The following methods were used to compensate for the small case number and the imbalance between benign and malignant cases in the dataset. Each slice was used as an independent input. The benign dataset was augmented 20 times by using random affine transformations including translation, scaling, and rotation. To balance the fewer number of malignant cases, the malignant dataset was augmented 40 times. To control for overfitting, a L2 regularization term was added to the final loss function and, during the training process, early stop was applied based on the lowest validation loss to obtain the optimal model. The loss function was cross-entropy. The training was implemented using the Adam optimizer [14]. The learning rate was set to 0.0001 with momentum term β to 0.5 to stabilize training. Parameters were initialized using ImageNet [15]. The batch size was set to 32, and the number of epochs was set to 100.

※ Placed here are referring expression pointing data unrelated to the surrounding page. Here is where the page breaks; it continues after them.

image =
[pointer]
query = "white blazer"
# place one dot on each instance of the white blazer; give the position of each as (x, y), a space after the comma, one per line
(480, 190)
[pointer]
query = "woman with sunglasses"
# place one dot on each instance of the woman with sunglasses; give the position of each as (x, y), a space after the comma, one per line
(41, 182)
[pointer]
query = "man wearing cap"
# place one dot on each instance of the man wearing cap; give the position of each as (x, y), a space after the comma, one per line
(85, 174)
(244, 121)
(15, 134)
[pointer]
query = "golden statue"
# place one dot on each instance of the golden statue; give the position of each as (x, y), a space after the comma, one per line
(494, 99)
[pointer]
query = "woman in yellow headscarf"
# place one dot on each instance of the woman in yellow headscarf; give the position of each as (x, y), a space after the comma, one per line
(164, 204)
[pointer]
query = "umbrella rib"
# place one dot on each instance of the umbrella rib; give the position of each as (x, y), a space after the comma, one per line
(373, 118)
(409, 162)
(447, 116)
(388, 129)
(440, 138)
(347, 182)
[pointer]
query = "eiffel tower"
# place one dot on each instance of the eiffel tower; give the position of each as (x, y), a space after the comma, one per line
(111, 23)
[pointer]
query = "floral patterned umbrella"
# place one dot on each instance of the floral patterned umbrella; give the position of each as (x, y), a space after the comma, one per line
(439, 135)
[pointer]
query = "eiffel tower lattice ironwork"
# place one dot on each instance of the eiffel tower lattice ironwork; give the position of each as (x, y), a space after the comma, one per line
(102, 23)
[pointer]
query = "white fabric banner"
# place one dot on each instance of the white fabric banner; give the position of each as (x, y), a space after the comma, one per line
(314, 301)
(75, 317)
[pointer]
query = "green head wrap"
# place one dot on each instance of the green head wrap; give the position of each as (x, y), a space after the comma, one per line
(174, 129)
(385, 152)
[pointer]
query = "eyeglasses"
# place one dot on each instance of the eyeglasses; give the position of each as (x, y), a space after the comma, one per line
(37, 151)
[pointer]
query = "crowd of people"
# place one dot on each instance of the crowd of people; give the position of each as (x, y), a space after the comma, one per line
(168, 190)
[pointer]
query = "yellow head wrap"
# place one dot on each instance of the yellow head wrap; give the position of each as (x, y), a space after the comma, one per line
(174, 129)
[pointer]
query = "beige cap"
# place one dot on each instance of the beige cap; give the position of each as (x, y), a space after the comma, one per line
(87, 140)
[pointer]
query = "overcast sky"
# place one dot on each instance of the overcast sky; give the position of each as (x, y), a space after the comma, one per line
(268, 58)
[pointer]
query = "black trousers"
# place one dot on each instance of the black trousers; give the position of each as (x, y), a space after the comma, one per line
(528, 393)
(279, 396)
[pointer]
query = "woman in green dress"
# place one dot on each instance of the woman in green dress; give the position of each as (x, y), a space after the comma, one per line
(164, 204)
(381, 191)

Evaluation using cross-validation

The classification performance of ResNet50 was evaluated using tenfold cross-validation, and each case had only one chance to be included in the validation group. The prediction results based on 2D slices meant that each slice had its own diagnostic probability. For the per-patient diagnosis, the highest probability of malignancy among all slices of each patient was assigned to that patient. The malignancy probability obtained for each case was used to make the final diagnosis using the threshold of 0.5.

Statistical analysis

The diagnostic results of three radiologists and ResNet analysis were compared to the ground truth to determine true positive (TP), true negative (TN), false negative (FN), and false positive (FP) cases, and from these, the sensitivity, specificity, and overall accuracy were calculated. The diagnostic sensitivity and specificity between two readers or between each reader and the AI model were compared by the McNemar test. The 15 binary scores read by the senior MSK radiologist were analyzed by Fisher’s exact test to examine the significance of the association (contingency) between benign and malignant groups with confidence interval of 0.95. Then, the scores were combined to develop a classification model using logistic regression, and the model accuracy was evaluated.

Results

Diagnostic performance based on radiologist’s reading

The scores of 15 imaging features are shown in Table 1. Of these, 10 features showed significant differences between the two groups with p < = 0.001. The diagnostic results of three radiologists are listed in Table 2. The senior MSK radiologist’s accuracy was 0.98. The fourth-year resident also had very high accuracy of 0.96, and not surprisingly, the first-year resident performed poorly with accuracy of 0.66.

Table 2.

Diagnostic performance of three radiologists and ResNet50 deep learning model

	TP	TN	FN	FP	Sensitivity	Specificity	Accuracy
MSK Radiologist	47	139	3	1	47/50 (94%)	139/140 (99%)	186/190 (98%)
Resident R4	47	135	3	5	47/50 (94%)	135/140 (96%)	182/190 (96%)
Resident R1	39	86	11	54	39/50 (78%)	86/140 (61%)	125/190 (66%)
ResNet50 Model	47	128	3	12	47/50 (94%)	128/140 (91%)	175/190 (92%)

Open in a new tab

TP True Positive; TN True Negative; FN False Negative; FP False Positive

Analysis of MSK radiologist’s reading features

When individual scores of 15 features were used to build a logistic regression model, the diagnostic accuracy was 0.94. Intravertebral mass-like or nodular lesion, epidural/paraspinal soft tissue mass, and pedicle and posterior element involvement were rarely seen in benign cases, and thus, strongly indicated malignancy. Diffuse signal changes occurred more frequently in the malignant (44/50, 88%) than in the benign group (31/140, 22%). Homogeneous marrow signal (no marrow edema or infiltration) and intravertebral dark lines or bands (representing impaction of bone trabeculae) were present only in benign fractures and, thus, specific benign features. Those cases without marrow signal change were considered to be old or chronically healed fractures with resolution of marrow edema. Irregular dark patches in the vertebrae, on the other hand, were found in both groups with similar incidence (10% vs. 10%) and may represent osteoblastic change, chronic hemorrhage, fibrotic component in tumor, or sclerosis, fibrosis, cement (for vertebroplasty) in benign fracture.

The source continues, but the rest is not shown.